S’ensuivra des centaines de soirées glorieuses sous les ors des plus grands opéras d’Europe. Il est allé de triomphe en triomphe, en compagnie de Carmen, de Faust, de la Veuve joyeuse, du Barbier de Séville ou encore de la Belle de Cadix.

L’opérette disait-il est d’un genre léger qui n’en demande pas moins de souffle. Il parlait d’un effort physique terrible, concentré sur les cordes vocales. Il fallait tenir le coup sur scène. C’est la meilleure école qui soit. L’antichambre de l’opéra. Alors, avec Jacques Grosjean, directeur musical, et Éric Romain, ex-arbitre de football, il relance l’opérette sous les balcons du Théâtre de Namur. Ce projet, «Opérette 2000», a fait un tabac.

Le trac, il ne l’a pas connu. « D’abord, j’avais confiance en ma voix. Elle ne m’a jamais lâché nous confiait-il en juin. J’avais travaillé en usine, où l’on ne peut avoir le trac. Et j’ai toujours pris l’opéra comme l’usine, et le public faisait partie de l’usine.»

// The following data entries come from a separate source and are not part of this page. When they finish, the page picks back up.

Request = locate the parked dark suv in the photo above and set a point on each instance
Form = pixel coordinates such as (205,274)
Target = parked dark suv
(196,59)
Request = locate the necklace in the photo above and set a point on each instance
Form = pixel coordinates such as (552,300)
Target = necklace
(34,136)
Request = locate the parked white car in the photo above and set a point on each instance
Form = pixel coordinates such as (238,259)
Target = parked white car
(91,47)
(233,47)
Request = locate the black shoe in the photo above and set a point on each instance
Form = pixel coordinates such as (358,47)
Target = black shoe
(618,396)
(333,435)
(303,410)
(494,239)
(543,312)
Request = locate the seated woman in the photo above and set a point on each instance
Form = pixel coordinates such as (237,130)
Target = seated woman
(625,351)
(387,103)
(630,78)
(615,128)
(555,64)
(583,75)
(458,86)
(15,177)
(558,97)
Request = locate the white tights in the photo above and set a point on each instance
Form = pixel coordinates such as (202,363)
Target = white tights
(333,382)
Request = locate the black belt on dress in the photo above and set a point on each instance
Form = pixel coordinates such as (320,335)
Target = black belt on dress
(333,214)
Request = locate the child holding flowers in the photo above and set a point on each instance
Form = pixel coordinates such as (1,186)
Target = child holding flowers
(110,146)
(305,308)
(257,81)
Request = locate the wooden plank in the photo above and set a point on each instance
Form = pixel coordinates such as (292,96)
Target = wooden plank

Nous ne savons pas si José Rasador est parvenu à vendre ses anciennes partitions aux grosses couvertures rouges. Ou ses costumes chamarrés, pailletés ou rutilants. Mais la belle histoire de sa vie s’est achevée. Un beau livre de belles histoires s’est refermé. Lui qui a beaucoup voyagé, et chanté avec ivresse, et suspendu à sa voix d’or des foules vibrantes de spectateurs enthousiastes, s’est éteint sans bruit, à Auvelais, pays de ses premiers sourires d’enfant.